Investment contracts: SEC v. Radical Bunny LLC, No. 11-16275 (9th Cir. Opinion issued July 10, 2013) is a Commission action which claimed that beginning in late 2005, and continuing through June 2008, the company and four individual defendants raised over $189 million from at least 900 investors through a nationwide offering of unregistered securities in the form of promissory notes or investment contracts. The notes were sold using a series of misrepresentation, according to the SEC. After the district court granted summary judgment in favor of the SEC each defendant settled, reserving the right to appeal the ruling.

On appeal defendants argued that there was a triable issue of fact as to whether the investments were a security under the test set forth in the Supreme Court’s seminal decision in SEC v. W.J. Howey Co., 328 U.S. 293 1946). The Court concluded that the facts proffered by the Commission met the test. The undisputed facts demonstrated that Appellants sent each investor a document entitled “Direction to Purchase.” Investments made following the Direction were in a “common enterprise. All the profits were to come from the efforts of the Appellants who promised an 11% return annually. That profit was paid by Radical Bunny. Investors did not have or exercise any control over the underlying loans to be acquired by Radical Bunny with investor funds. Under these circumstances the Court had little difficulty affirming the district court’s conclusion that the Howey test had been met.

SFC

Suitability: The Securities and Futures Commission reached an agreement with The Royal Bank of Scotland N.V. regarding the sale of Lehman Brothers equity linked notes. Under the agreement the bank will repurchase the notes from sold to retail customers for 100% of the purchase price. This includes notes sold by the predecessor of RBS, ABN AMRO Bank N.V. The repurchase was based on a finding that the high risk instruments were sold to customers for which they were unsuitable.

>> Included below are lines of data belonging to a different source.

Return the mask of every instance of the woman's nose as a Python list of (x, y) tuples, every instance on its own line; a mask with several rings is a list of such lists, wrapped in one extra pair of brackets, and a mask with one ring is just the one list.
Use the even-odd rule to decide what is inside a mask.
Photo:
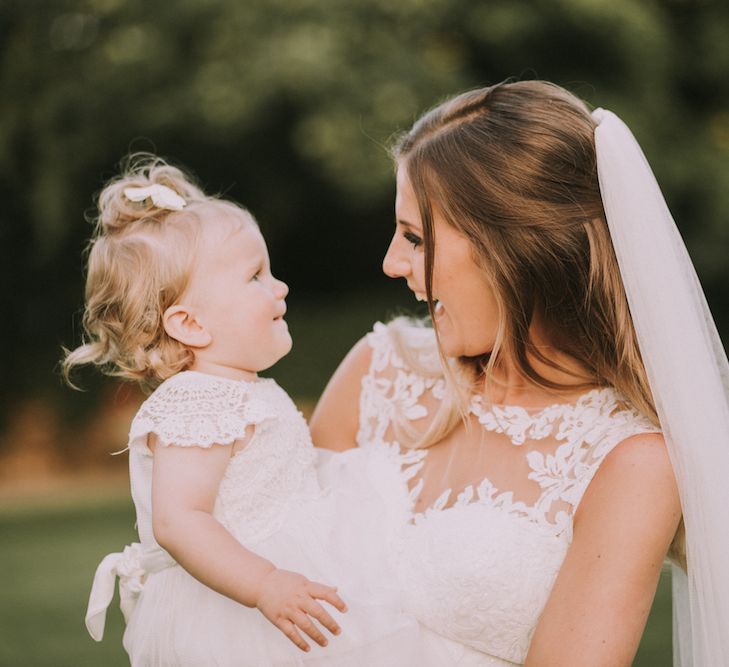
[(410, 271), (410, 263), (400, 254), (395, 236), (390, 241), (390, 247), (382, 260), (382, 270), (390, 278), (404, 278)]

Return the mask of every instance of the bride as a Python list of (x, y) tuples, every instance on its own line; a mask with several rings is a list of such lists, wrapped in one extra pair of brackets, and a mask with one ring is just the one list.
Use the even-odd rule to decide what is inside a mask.
[(729, 664), (729, 368), (632, 135), (504, 83), (425, 114), (394, 156), (384, 271), (432, 327), (375, 325), (311, 426), (386, 453), (397, 584), (431, 650), (630, 665), (668, 556), (676, 664)]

Parallel action: The Securities and Futures Commission instituted proceedings against Tiger Asia Management LLC. The action is based on claims of market abuse tied to the same facts as those on which the U.S. Securities and Exchange Commission and the U.S. Attorney’s Office for the District of New Jersey brought charges against the firm. See SEC v. Tiger Asia Management LLC (D. N.J. Filed Dec. 12, 2012).